When Standards Outpace Practice: The Impact of Proposed USP <31> Revisions if Implemented
A Shift in Volumetric Measurement Expectations
Volumetric measurement is fundamental to analytical laboratories. From preparing standards to performing titrations, volumetric glassware—flasks, pipettes, and burettes—plays a central role in pharmaceutical quality control (QC).
For decades, USP General Chapter <31>, Volumetric Apparatus, has provided the framework for ensuring volumetric accuracy. In May 2025, the United States Pharmacopeia (USP) proposed revisions to this chapter in Pharmacopeial Forum 51(3), along with a companion chapter, <1331>, focused on calibration practices.
The intent of these revisions is clear:
- align USP with modern metrology
- harmonize with ISO and ASTM standards
- introduce traceability and risk-based calibration
However, the proposal represents more than an update—it introduces a fundamental shift in how volumetric measurement is expected to be managed.
The proposed revision introduces several key changes:
- Adoption of International Vocabulary of Metrology (VIM) terminology
- Alignment with ISO and ASTM standards
- Inclusion of piston-operated volumetric apparatus (POVA)
- Emphasis on risk-based calibration within Quality Management Systems
- Increased focus on traceability and measurement control
Together, these changes suggest that volumetric devices should be treated as traceable measurement instruments, rather than standardized laboratory tools.
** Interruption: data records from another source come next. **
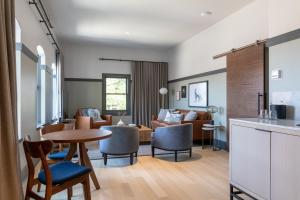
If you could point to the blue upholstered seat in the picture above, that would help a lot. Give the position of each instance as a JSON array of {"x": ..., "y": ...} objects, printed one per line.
[
  {"x": 60, "y": 155},
  {"x": 63, "y": 171}
]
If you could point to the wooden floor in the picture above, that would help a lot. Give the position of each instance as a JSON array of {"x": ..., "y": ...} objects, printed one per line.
[{"x": 204, "y": 177}]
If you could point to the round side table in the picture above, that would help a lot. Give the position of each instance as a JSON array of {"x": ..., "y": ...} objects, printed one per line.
[{"x": 211, "y": 128}]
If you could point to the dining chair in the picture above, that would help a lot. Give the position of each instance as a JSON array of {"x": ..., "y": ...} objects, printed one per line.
[
  {"x": 56, "y": 154},
  {"x": 57, "y": 177},
  {"x": 83, "y": 122}
]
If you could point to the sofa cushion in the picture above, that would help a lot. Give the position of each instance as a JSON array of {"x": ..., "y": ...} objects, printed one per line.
[
  {"x": 84, "y": 112},
  {"x": 191, "y": 116},
  {"x": 162, "y": 114}
]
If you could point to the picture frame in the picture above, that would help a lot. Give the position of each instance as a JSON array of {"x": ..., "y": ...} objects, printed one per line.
[
  {"x": 183, "y": 92},
  {"x": 198, "y": 94},
  {"x": 178, "y": 95}
]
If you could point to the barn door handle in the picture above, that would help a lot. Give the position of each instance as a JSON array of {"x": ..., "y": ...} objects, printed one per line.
[{"x": 259, "y": 95}]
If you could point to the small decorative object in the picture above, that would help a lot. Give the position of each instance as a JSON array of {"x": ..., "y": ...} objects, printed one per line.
[
  {"x": 121, "y": 114},
  {"x": 198, "y": 94},
  {"x": 183, "y": 91},
  {"x": 163, "y": 91},
  {"x": 212, "y": 110},
  {"x": 177, "y": 95}
]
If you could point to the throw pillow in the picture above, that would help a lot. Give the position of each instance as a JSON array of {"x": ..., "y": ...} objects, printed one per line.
[
  {"x": 173, "y": 118},
  {"x": 162, "y": 114},
  {"x": 95, "y": 114},
  {"x": 190, "y": 116},
  {"x": 84, "y": 112}
]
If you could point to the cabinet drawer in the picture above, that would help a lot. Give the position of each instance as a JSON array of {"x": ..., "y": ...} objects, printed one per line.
[{"x": 250, "y": 160}]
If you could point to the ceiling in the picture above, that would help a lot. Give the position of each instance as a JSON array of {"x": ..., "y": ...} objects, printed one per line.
[{"x": 159, "y": 23}]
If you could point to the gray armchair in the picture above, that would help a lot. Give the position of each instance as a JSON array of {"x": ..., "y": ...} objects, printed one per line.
[
  {"x": 124, "y": 140},
  {"x": 173, "y": 138}
]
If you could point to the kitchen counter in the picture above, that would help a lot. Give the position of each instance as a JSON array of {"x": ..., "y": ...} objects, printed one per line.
[
  {"x": 283, "y": 126},
  {"x": 264, "y": 158}
]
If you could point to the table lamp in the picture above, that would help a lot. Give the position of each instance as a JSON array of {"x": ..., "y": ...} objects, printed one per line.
[{"x": 163, "y": 91}]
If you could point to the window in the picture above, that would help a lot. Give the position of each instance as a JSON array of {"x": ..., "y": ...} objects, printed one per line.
[
  {"x": 18, "y": 76},
  {"x": 41, "y": 87},
  {"x": 116, "y": 93},
  {"x": 55, "y": 93}
]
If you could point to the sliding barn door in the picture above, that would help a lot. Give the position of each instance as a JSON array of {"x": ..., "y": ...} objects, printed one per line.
[{"x": 245, "y": 82}]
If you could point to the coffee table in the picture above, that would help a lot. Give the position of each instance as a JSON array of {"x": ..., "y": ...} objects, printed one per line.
[{"x": 145, "y": 133}]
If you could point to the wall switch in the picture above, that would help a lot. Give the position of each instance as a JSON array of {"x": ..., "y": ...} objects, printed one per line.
[{"x": 276, "y": 74}]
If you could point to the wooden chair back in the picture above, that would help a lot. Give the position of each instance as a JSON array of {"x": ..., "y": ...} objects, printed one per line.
[
  {"x": 37, "y": 149},
  {"x": 49, "y": 128},
  {"x": 83, "y": 122}
]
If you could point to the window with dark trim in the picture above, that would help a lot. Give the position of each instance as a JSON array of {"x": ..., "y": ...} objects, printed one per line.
[{"x": 116, "y": 94}]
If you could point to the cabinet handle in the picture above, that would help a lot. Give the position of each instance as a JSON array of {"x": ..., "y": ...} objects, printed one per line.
[{"x": 262, "y": 130}]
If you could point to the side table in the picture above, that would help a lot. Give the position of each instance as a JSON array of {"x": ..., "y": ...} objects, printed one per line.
[{"x": 214, "y": 128}]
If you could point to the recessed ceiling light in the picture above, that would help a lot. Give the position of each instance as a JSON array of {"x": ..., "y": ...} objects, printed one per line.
[{"x": 205, "y": 13}]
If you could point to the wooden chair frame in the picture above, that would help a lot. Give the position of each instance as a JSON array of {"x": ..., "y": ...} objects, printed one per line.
[{"x": 39, "y": 150}]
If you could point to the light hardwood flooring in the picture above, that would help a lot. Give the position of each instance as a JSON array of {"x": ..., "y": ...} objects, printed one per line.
[{"x": 204, "y": 177}]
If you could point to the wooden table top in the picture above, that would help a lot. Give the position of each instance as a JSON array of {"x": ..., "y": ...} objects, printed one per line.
[
  {"x": 77, "y": 136},
  {"x": 144, "y": 128}
]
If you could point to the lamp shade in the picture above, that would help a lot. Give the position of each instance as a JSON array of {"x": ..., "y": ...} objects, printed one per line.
[{"x": 163, "y": 91}]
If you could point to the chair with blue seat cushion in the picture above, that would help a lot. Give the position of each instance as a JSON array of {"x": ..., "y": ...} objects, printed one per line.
[
  {"x": 57, "y": 153},
  {"x": 58, "y": 177},
  {"x": 124, "y": 140},
  {"x": 173, "y": 138},
  {"x": 63, "y": 171},
  {"x": 60, "y": 155}
]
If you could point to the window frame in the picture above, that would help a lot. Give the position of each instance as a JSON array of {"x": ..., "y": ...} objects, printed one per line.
[{"x": 128, "y": 94}]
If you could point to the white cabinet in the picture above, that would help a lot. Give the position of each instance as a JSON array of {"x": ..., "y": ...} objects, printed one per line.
[
  {"x": 250, "y": 160},
  {"x": 285, "y": 167}
]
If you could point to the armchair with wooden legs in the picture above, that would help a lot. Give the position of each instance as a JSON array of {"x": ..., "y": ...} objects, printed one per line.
[{"x": 57, "y": 177}]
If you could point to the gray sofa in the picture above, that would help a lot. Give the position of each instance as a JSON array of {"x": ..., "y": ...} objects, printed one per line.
[
  {"x": 124, "y": 140},
  {"x": 173, "y": 138}
]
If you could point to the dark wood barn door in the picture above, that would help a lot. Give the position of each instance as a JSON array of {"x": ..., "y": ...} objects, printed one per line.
[{"x": 245, "y": 82}]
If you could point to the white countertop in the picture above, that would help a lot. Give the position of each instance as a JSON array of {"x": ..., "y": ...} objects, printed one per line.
[{"x": 282, "y": 126}]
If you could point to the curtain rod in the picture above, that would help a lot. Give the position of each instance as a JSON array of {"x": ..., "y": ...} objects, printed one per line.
[
  {"x": 33, "y": 2},
  {"x": 126, "y": 60},
  {"x": 240, "y": 48}
]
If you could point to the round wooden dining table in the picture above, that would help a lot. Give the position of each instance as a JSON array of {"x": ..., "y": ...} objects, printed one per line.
[{"x": 78, "y": 138}]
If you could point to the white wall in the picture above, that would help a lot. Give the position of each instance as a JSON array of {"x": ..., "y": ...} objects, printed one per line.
[
  {"x": 286, "y": 90},
  {"x": 260, "y": 19},
  {"x": 283, "y": 16},
  {"x": 82, "y": 61},
  {"x": 195, "y": 55},
  {"x": 33, "y": 32}
]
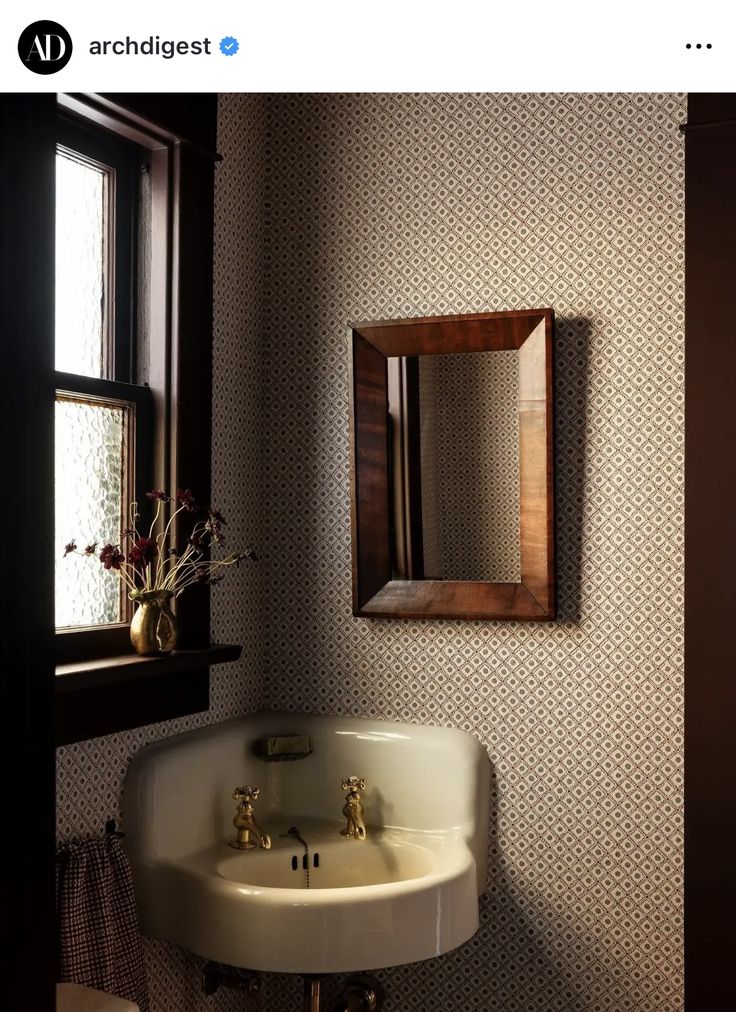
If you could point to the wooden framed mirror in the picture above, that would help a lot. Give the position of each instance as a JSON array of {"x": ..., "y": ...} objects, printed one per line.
[{"x": 418, "y": 478}]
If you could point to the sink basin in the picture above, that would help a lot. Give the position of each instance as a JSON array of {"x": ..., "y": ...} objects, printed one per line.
[{"x": 408, "y": 892}]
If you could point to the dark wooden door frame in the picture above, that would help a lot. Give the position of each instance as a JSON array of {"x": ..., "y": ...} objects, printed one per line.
[
  {"x": 26, "y": 677},
  {"x": 710, "y": 727}
]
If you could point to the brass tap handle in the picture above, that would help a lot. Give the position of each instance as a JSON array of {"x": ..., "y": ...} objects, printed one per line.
[
  {"x": 245, "y": 793},
  {"x": 353, "y": 783},
  {"x": 353, "y": 810},
  {"x": 250, "y": 835}
]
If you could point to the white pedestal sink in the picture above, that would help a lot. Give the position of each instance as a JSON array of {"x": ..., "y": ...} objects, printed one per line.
[{"x": 408, "y": 892}]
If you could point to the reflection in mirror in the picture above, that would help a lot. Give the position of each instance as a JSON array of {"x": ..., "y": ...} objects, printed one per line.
[
  {"x": 456, "y": 467},
  {"x": 453, "y": 467}
]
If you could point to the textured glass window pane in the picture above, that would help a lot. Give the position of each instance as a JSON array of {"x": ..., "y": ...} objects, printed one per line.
[
  {"x": 89, "y": 443},
  {"x": 80, "y": 232}
]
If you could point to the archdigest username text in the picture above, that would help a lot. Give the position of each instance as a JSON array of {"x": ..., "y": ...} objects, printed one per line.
[{"x": 154, "y": 46}]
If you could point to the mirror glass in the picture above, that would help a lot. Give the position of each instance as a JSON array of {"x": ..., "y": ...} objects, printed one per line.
[
  {"x": 469, "y": 457},
  {"x": 456, "y": 500},
  {"x": 452, "y": 467}
]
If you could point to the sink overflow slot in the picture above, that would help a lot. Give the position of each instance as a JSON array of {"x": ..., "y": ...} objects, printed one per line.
[{"x": 305, "y": 862}]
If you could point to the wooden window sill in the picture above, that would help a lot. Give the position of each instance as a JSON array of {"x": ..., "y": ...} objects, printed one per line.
[{"x": 123, "y": 691}]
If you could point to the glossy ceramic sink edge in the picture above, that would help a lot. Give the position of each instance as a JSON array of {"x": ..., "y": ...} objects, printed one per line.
[{"x": 427, "y": 789}]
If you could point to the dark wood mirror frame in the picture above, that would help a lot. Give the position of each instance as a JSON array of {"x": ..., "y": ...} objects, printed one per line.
[{"x": 375, "y": 593}]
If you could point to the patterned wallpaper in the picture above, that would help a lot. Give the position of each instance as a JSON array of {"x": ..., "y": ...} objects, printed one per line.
[
  {"x": 357, "y": 206},
  {"x": 469, "y": 440}
]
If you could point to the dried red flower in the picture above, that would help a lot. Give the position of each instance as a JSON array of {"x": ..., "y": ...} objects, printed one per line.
[
  {"x": 143, "y": 552},
  {"x": 185, "y": 498},
  {"x": 111, "y": 557}
]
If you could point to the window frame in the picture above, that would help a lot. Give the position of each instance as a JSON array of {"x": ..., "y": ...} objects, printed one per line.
[
  {"x": 102, "y": 688},
  {"x": 119, "y": 358}
]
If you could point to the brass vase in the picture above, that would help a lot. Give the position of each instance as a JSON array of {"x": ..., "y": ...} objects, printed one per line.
[{"x": 153, "y": 629}]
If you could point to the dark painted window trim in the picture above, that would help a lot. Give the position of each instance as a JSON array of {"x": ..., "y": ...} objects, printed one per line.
[{"x": 181, "y": 171}]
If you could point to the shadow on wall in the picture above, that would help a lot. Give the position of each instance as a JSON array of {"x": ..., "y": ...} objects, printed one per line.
[{"x": 571, "y": 396}]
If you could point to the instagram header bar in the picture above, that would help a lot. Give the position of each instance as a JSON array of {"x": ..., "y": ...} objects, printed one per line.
[{"x": 387, "y": 47}]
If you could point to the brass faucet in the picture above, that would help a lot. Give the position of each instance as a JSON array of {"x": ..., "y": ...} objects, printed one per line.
[
  {"x": 245, "y": 824},
  {"x": 353, "y": 810}
]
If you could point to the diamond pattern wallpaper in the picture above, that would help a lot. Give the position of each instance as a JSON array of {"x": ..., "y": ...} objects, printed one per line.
[{"x": 338, "y": 207}]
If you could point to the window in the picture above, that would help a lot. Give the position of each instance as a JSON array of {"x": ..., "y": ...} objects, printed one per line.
[
  {"x": 102, "y": 420},
  {"x": 134, "y": 309}
]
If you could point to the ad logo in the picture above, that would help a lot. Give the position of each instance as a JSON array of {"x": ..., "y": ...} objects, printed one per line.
[{"x": 45, "y": 47}]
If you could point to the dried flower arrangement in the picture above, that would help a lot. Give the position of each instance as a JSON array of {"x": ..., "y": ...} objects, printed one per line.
[{"x": 152, "y": 565}]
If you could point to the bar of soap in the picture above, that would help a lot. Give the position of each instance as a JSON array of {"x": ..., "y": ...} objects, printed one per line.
[{"x": 282, "y": 746}]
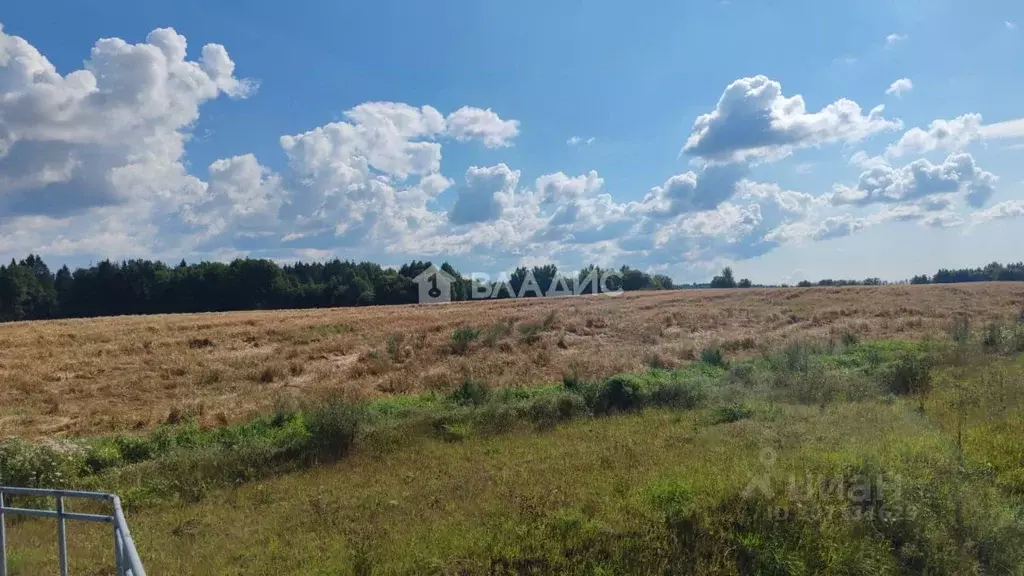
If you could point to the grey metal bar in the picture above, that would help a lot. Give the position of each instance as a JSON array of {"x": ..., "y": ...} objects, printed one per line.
[
  {"x": 53, "y": 513},
  {"x": 61, "y": 537},
  {"x": 52, "y": 493},
  {"x": 134, "y": 563},
  {"x": 119, "y": 561},
  {"x": 3, "y": 540},
  {"x": 126, "y": 557}
]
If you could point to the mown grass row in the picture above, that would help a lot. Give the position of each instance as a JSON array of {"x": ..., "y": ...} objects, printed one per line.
[
  {"x": 882, "y": 457},
  {"x": 186, "y": 461}
]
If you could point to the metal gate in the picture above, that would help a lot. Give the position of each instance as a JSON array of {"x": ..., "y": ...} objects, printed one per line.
[{"x": 126, "y": 558}]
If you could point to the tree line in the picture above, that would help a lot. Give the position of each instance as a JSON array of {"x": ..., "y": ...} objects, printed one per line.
[{"x": 29, "y": 290}]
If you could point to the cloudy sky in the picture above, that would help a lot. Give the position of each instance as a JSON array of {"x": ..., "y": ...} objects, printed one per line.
[{"x": 790, "y": 139}]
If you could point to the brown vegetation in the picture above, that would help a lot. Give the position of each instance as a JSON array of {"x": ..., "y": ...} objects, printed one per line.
[{"x": 99, "y": 375}]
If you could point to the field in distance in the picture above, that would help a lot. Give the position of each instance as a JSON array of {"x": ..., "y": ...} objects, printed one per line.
[{"x": 76, "y": 377}]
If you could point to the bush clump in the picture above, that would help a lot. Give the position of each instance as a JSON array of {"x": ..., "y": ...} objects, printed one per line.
[
  {"x": 471, "y": 393},
  {"x": 462, "y": 338},
  {"x": 909, "y": 374},
  {"x": 713, "y": 356},
  {"x": 685, "y": 395},
  {"x": 332, "y": 427},
  {"x": 620, "y": 394}
]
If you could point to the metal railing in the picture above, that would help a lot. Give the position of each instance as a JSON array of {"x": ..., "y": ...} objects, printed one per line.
[{"x": 126, "y": 558}]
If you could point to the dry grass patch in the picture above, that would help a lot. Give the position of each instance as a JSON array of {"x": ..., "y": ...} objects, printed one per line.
[{"x": 98, "y": 375}]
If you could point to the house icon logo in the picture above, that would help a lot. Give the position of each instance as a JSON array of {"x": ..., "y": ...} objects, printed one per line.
[{"x": 434, "y": 285}]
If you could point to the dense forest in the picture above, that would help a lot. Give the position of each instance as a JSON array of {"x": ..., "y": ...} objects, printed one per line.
[{"x": 29, "y": 290}]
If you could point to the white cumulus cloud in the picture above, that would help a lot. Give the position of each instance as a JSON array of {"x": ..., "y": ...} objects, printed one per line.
[
  {"x": 473, "y": 123},
  {"x": 894, "y": 39},
  {"x": 755, "y": 121},
  {"x": 947, "y": 135},
  {"x": 1008, "y": 209},
  {"x": 900, "y": 87},
  {"x": 919, "y": 179}
]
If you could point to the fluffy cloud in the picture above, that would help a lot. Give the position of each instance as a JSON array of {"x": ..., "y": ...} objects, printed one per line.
[
  {"x": 577, "y": 140},
  {"x": 690, "y": 193},
  {"x": 894, "y": 39},
  {"x": 473, "y": 123},
  {"x": 560, "y": 188},
  {"x": 242, "y": 195},
  {"x": 936, "y": 211},
  {"x": 112, "y": 133},
  {"x": 1008, "y": 209},
  {"x": 941, "y": 134},
  {"x": 899, "y": 87},
  {"x": 755, "y": 121},
  {"x": 486, "y": 193},
  {"x": 828, "y": 229},
  {"x": 919, "y": 179},
  {"x": 109, "y": 140}
]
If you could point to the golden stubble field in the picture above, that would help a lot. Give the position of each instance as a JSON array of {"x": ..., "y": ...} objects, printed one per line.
[{"x": 89, "y": 376}]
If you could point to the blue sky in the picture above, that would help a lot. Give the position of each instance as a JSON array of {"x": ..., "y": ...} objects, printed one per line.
[{"x": 675, "y": 136}]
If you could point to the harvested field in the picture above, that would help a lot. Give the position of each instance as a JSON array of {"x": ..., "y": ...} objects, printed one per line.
[{"x": 97, "y": 375}]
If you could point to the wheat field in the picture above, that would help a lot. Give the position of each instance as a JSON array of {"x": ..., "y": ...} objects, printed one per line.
[{"x": 94, "y": 376}]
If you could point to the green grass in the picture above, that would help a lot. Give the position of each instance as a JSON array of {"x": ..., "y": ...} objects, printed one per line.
[{"x": 805, "y": 460}]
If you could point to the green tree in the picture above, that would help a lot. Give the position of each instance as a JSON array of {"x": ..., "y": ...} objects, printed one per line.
[{"x": 726, "y": 280}]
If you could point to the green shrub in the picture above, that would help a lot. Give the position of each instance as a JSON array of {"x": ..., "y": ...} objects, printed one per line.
[
  {"x": 332, "y": 427},
  {"x": 686, "y": 395},
  {"x": 909, "y": 374},
  {"x": 530, "y": 333},
  {"x": 462, "y": 338},
  {"x": 732, "y": 413},
  {"x": 471, "y": 393},
  {"x": 961, "y": 330},
  {"x": 40, "y": 465},
  {"x": 548, "y": 410},
  {"x": 102, "y": 455},
  {"x": 496, "y": 332},
  {"x": 991, "y": 340},
  {"x": 134, "y": 448},
  {"x": 713, "y": 356},
  {"x": 620, "y": 394},
  {"x": 743, "y": 374}
]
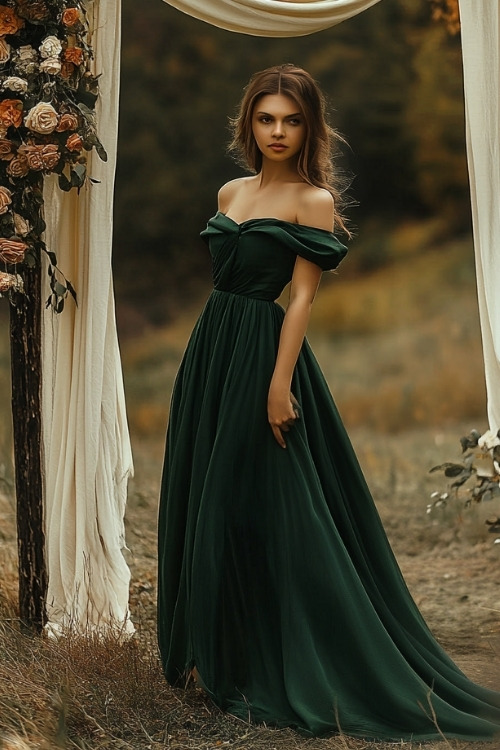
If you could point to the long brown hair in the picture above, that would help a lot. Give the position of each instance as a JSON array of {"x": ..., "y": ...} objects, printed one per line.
[{"x": 315, "y": 159}]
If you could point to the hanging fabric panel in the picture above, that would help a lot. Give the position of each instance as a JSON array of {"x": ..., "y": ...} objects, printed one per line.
[
  {"x": 272, "y": 17},
  {"x": 86, "y": 441},
  {"x": 481, "y": 60}
]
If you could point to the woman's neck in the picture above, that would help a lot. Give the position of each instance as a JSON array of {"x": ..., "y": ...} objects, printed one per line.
[{"x": 272, "y": 172}]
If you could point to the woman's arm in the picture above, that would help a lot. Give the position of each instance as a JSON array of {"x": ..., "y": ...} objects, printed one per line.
[
  {"x": 316, "y": 209},
  {"x": 280, "y": 408}
]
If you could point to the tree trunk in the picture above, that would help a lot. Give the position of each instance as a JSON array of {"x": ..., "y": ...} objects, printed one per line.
[{"x": 25, "y": 337}]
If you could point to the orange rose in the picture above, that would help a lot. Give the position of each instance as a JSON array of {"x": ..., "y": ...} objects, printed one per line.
[
  {"x": 11, "y": 112},
  {"x": 70, "y": 17},
  {"x": 40, "y": 157},
  {"x": 73, "y": 55},
  {"x": 18, "y": 167},
  {"x": 9, "y": 281},
  {"x": 5, "y": 200},
  {"x": 74, "y": 142},
  {"x": 6, "y": 150},
  {"x": 12, "y": 251},
  {"x": 67, "y": 121},
  {"x": 10, "y": 23}
]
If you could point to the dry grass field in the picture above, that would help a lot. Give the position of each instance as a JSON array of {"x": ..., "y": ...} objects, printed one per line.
[{"x": 403, "y": 357}]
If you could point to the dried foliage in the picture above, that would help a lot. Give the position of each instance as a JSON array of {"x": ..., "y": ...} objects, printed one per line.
[
  {"x": 476, "y": 478},
  {"x": 447, "y": 11},
  {"x": 47, "y": 100}
]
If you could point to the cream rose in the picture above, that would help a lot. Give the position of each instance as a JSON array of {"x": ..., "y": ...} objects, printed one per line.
[
  {"x": 21, "y": 225},
  {"x": 18, "y": 167},
  {"x": 4, "y": 51},
  {"x": 50, "y": 47},
  {"x": 39, "y": 157},
  {"x": 12, "y": 251},
  {"x": 51, "y": 65},
  {"x": 5, "y": 199},
  {"x": 42, "y": 118},
  {"x": 14, "y": 83},
  {"x": 26, "y": 59},
  {"x": 489, "y": 440}
]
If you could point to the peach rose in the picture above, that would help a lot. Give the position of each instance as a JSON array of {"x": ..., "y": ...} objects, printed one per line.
[
  {"x": 40, "y": 157},
  {"x": 5, "y": 199},
  {"x": 74, "y": 142},
  {"x": 8, "y": 281},
  {"x": 4, "y": 51},
  {"x": 73, "y": 55},
  {"x": 67, "y": 69},
  {"x": 33, "y": 10},
  {"x": 70, "y": 17},
  {"x": 11, "y": 113},
  {"x": 14, "y": 83},
  {"x": 51, "y": 65},
  {"x": 10, "y": 23},
  {"x": 6, "y": 153},
  {"x": 18, "y": 167},
  {"x": 67, "y": 121},
  {"x": 12, "y": 251},
  {"x": 42, "y": 118}
]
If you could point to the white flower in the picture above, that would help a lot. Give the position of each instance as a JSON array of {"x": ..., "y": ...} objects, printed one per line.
[
  {"x": 4, "y": 50},
  {"x": 489, "y": 440},
  {"x": 13, "y": 83},
  {"x": 27, "y": 53},
  {"x": 50, "y": 47},
  {"x": 42, "y": 118},
  {"x": 51, "y": 65}
]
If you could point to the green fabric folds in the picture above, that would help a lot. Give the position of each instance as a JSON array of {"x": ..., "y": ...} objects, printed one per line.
[{"x": 276, "y": 578}]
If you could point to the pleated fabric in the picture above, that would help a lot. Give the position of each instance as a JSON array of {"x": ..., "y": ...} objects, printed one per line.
[
  {"x": 86, "y": 443},
  {"x": 272, "y": 17},
  {"x": 276, "y": 578}
]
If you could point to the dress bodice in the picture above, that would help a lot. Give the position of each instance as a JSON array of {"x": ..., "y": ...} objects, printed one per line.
[{"x": 256, "y": 258}]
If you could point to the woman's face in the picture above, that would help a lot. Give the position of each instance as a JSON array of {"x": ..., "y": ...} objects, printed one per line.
[{"x": 278, "y": 126}]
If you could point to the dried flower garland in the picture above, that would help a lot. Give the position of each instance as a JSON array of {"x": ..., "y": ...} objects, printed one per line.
[{"x": 47, "y": 124}]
The Pharmacopeial Forum comment period has now closed, and USP has been reviewing industry feedback, which will inform the final version of the chapter if approved.
In practice, most analytical laboratories rely on:
- Class A volumetric glassware
- Manufactured to ASTM or ISO tolerances
- Supported by manufacturer conformance documentation
In routine use:
- Glassware is not serialized
- Labs do not maintain device-level calibration records
- There is no apparatus-level traceability
Instead, accuracy is ensured through validated analytical methods, system suitability testing, and tightly controlled manufacturing tolerances.
Even when labeled as Class A, manufacturers often do not provide batch calibration certificates or traceability documentation. Laboratories typically receive catalog specifications and statements of compliance.
This means the current system is manufacturing-controlled, not calibration-controlled—and it has been effective for decades.
The proposed USP framework introduces expectations based on traceability, but this creates a gap between theory and practice.
Three structural realities drive this gap:
1. Unserialized Glassware – No unique identifiers prevent tracking calibration history.
2. Lack of Calibration Documentation – Manufacturers do not typically provide calibration certificates.
3. Limited Calibration Infrastructure – Most laboratories lack internal metrology systems.
Together, these factors create a traceability gap between what is expected and what is realistically achievable.
If interpreted as requiring apparatus-level traceability, the operational impact would be substantial.
A typical QC laboratory maintains hundreds to thousands of volumetric devices. Implementing traceability would require:
- assigning unique identifiers
- maintaining inventories
- implementing tracking systems
- developing new procedures
These changes would add administrative complexity and shift resources away from core analytical work.
Historically, regulators such as the FDA and EMA have accepted Class A glassware supported by manufacturer certification.
However, expectations are evolving toward traceability, data integrity, and risk-based systems. USP <1331>, although informational, may influence inspection expectations.
Laboratories may be asked to justify calibration strategies and reliance on manufacturer documentation.
The proposed revisions to USP <31>, in their current form, represent a significant and unnecessary departure from how Class A volumetric glassware is traditionally acquired, documented, and used in modern analytical laboratories. For decades, laboratories have relied on manufacturer-certified Class A glassware produced to ASTM or ISO tolerances, without device serialization or apparatus-level calibration programs—a model that has consistently demonstrated reliability and fitness for purpose.
The proposed framework introduces expectations for apparatus-level traceability that are misaligned with both current industry practice and the realities of laboratory infrastructure. Implementing such systems would require substantial changes to laboratory operations, including device-level identification, tracking, and documentation, adding complexity and administrative burden to routine analytical workflows without a clear corresponding benefit.
While the objective of improving measurement traceability is understandable, extending these principles to routine volumetric glassware represents an overextension of metrological control. In most analytical applications, volumetric uncertainty from Class A glassware is already well-controlled and does not represent a significant contributor to overall method variability. As such, the proposed changes risk introducing disproportionate operational burden while delivering limited, if any, meaningful improvement in analytical quality.